Pada tahun 2021, diketahui bahwa anggaran pembayaran kompensasi dan subsidi energi sebesar Rp188,3 triliun, dengan Rp140,4 triliun untuk subsidi energi dan Rp47,9 triliun untuk kompensasi harga BBM. Sementara pada tahun 2022, anggaran melonjak menjadi Rp502 triliun. Nilai tersebut terdiri dari subsidi energi sebesar Rp208,9 triliun dan Rp293,5 triliun.

"Kita sampai harus menaikkan subsidi dan kompensasi tahun ini yang mencapai 3 kali lipat yaitu Rp502 triliun," ujarnya dalam Rapat bersama Badan Anggaran DPR-RI di Kompleks DPR-MPR, Jakarta, Selasa (23/8/2022).

Sri Mulyani menjelaskan bahwa naiknya anggaran subsidi BBM tersebut dipicu oleh kenaikan harga minyak dunia yang saat itu bernilai $100 per barelnya.

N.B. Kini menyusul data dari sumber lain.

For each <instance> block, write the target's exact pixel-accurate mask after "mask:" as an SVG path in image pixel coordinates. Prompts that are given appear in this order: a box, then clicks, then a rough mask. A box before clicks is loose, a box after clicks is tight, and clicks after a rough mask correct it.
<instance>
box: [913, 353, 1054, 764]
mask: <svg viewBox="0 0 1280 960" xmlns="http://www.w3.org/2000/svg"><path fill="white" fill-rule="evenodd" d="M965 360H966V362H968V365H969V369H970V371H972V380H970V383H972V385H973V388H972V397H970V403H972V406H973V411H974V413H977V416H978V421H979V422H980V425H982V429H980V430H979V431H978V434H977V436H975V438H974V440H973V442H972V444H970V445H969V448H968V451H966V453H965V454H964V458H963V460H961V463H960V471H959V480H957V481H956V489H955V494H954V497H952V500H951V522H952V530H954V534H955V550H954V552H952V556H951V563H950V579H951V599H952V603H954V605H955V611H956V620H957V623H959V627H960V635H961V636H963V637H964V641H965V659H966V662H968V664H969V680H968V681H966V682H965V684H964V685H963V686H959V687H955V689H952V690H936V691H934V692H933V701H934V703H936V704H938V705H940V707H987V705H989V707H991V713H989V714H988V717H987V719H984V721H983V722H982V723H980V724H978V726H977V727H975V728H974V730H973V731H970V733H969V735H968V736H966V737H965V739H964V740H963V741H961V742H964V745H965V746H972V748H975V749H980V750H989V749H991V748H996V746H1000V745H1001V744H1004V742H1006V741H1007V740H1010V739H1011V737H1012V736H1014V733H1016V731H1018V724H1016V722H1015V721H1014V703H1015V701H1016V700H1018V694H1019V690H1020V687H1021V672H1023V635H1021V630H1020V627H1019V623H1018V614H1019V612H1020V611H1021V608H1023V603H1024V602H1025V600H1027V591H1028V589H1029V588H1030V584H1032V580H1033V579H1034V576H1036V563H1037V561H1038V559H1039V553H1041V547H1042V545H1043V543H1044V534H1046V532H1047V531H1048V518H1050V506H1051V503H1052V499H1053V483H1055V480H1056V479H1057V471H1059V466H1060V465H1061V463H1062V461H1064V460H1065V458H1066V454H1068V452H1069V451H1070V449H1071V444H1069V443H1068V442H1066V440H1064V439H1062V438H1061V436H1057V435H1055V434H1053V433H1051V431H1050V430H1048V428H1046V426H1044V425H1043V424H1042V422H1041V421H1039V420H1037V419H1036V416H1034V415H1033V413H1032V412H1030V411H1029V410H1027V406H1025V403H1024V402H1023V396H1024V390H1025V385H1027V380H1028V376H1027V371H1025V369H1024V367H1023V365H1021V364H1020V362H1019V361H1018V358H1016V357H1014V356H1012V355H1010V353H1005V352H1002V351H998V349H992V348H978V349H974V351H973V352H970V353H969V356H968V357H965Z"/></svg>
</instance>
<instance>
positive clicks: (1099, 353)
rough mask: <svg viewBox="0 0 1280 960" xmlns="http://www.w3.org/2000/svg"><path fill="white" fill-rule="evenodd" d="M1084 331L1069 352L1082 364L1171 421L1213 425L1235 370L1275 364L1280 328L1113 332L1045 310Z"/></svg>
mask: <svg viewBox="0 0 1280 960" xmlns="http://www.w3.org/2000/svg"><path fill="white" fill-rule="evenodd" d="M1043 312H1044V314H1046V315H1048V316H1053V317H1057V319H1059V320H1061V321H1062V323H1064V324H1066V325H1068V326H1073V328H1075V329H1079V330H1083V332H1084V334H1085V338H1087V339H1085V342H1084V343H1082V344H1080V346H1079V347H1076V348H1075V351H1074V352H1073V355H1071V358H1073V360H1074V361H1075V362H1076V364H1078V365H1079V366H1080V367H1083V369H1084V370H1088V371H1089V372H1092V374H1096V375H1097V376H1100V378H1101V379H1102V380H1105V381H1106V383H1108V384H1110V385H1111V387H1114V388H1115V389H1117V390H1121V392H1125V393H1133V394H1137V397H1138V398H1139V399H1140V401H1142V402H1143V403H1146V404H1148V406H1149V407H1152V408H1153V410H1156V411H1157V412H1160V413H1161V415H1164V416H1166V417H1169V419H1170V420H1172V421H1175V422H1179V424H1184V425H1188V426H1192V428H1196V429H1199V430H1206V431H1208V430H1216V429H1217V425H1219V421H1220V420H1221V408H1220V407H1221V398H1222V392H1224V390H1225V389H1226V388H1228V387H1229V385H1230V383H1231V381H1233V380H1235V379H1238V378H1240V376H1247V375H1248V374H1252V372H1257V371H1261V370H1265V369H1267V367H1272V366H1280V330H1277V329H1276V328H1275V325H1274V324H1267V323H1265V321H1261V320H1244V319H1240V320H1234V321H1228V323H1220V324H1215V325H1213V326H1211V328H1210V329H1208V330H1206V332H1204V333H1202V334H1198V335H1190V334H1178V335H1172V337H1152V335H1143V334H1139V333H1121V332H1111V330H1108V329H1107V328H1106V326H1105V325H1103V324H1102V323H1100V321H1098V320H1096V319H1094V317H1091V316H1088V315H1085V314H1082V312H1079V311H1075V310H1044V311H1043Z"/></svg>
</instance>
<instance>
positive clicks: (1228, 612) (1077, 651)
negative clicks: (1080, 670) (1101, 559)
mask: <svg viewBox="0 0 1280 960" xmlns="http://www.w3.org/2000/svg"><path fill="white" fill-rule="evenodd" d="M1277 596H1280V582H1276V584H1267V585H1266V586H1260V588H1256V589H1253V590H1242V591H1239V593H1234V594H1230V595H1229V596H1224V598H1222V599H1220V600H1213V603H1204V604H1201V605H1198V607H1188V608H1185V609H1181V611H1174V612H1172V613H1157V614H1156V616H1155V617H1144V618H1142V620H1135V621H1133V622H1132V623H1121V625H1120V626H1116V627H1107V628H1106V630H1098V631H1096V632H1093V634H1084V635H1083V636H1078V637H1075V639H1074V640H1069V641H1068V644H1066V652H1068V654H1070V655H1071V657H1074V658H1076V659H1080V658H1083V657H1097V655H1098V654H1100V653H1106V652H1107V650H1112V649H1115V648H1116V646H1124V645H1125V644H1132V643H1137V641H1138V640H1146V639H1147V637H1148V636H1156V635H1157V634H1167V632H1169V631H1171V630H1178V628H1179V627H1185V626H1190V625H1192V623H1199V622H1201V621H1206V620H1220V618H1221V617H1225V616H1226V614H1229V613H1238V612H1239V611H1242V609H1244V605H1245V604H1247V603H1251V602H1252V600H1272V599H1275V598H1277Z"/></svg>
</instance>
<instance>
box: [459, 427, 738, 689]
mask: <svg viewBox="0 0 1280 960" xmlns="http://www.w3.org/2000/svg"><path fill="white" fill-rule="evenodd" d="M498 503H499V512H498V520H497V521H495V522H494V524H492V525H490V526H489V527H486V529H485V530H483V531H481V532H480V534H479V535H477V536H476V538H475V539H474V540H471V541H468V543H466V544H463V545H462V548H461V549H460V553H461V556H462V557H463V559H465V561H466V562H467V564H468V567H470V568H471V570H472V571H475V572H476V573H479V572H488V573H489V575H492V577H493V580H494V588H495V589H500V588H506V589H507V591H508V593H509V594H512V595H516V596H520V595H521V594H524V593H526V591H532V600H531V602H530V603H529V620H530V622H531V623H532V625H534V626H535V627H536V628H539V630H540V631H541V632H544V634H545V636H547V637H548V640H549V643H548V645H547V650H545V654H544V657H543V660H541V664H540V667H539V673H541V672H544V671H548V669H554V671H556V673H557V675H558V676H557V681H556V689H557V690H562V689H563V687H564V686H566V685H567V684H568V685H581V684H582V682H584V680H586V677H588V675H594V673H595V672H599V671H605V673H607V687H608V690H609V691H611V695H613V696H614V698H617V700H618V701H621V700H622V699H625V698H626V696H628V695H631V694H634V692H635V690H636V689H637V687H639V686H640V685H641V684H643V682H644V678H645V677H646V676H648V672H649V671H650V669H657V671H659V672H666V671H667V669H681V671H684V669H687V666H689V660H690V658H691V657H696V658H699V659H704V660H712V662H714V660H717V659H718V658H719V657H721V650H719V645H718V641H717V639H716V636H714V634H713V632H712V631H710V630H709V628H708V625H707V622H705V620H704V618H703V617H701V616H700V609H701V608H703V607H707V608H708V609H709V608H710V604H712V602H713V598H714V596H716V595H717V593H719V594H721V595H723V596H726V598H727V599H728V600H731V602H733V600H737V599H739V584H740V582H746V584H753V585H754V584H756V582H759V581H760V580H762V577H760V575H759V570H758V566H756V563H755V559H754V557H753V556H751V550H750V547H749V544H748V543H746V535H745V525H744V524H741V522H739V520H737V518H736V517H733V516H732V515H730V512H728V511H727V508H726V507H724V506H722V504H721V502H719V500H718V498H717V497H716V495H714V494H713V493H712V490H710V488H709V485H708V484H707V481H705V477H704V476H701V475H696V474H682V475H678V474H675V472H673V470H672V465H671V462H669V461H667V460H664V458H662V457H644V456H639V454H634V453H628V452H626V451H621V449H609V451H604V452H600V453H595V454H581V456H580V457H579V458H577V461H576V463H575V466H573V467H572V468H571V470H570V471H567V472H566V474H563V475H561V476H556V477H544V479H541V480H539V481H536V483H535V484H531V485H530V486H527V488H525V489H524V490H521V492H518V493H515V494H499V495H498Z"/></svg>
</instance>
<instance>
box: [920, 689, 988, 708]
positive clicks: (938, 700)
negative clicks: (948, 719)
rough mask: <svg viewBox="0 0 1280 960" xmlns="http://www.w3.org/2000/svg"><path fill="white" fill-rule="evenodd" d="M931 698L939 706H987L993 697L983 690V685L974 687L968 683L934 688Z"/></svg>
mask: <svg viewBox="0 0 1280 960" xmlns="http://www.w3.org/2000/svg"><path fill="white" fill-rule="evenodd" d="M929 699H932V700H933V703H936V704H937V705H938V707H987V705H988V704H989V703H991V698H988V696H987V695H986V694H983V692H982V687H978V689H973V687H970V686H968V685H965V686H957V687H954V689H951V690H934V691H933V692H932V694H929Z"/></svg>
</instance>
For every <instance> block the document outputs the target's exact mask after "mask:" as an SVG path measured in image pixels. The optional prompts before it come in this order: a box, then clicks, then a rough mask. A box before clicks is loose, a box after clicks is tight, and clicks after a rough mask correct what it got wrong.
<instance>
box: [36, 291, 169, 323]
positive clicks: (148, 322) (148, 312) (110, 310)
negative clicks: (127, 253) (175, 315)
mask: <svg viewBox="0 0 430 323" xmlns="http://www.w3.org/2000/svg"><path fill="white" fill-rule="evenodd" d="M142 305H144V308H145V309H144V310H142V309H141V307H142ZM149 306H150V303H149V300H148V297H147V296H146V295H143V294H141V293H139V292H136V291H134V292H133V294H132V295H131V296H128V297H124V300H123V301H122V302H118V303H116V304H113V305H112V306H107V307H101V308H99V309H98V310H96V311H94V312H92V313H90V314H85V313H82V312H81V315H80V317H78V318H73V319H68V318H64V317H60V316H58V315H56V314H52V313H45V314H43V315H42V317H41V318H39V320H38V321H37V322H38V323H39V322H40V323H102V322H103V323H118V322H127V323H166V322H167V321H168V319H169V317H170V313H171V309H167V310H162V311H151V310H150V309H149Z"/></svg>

Tak hanya itu, pemerintah juga harus membayarkan sisa utang kompensasi tahun 2021 yang belum dibayarkan tahun lalu.

"Inilah yang terjadi di tahun ini di mana kita harus menanggung selisih subsidi kompensasi tahun lalu sebesar Rp104,8 triliun plus ternyata dengan kenaikan BBM yang makin melonjak," jelasnya. 

Besarnya subsidi yang diberikan oleh pemerintah Indonesia terhadap BBM tersebut lalu berdampak pada kenaikan konsumsi BBM di Indonesia. Dilansir dari Handbook of Energy & Economic Statistics of Indonesia 2021 yang dirilis Kementerian Energi dan Sumber Daya Mineral (ESDM), tampak bahwa tren konsumsi BBM mulai mengalami peningkatan sejak tahun 2021.

Pada tahun 2022, tepatnya hingga bulan Juli 2022, konsumsi Pertalite telah mencapai 16,8 juta kiloliter atau sekitar 105,67 juta barel, dan Solar sebanyak 9,9 juta kiloliter atau sekitar 62,27 juta barel.

Meningkatnya jumlah konsumsi BBM tersebut tentu saja berdampak pada peningkatan polusi udara di Indonesia. Mengingat, karena harga yang cenderung rendah, masyarakat akan menggunakan bahan bakar polusi secara terus-menerus. 

Kualitas Udara di Indonesia

Sementara itu, kualitas udara di Indonesia memang bisa dibilang sudah sangat memprihatinkan. Terlebih lagi, kualitas udara di wilayah-wilayah urban, seperti misalnya Jakarta. Warna biru di langit Jakarta pun sudah jarang sekali terlihat, dan digantikan dengan warna abu-abu. 

Bahkan, pada bulan Agustus 2023, Jakarta menjadi kota dengan kualitas udara terburuk di dunia. Dikutip dari laman IQAir.com pada Jumat (18/8/2023), indeks kualitas udara di Jakarta berada di angka 141 AQI US, yang artinya tingkat polusi udaranya tidak sehat bagi kelompok sensitif. 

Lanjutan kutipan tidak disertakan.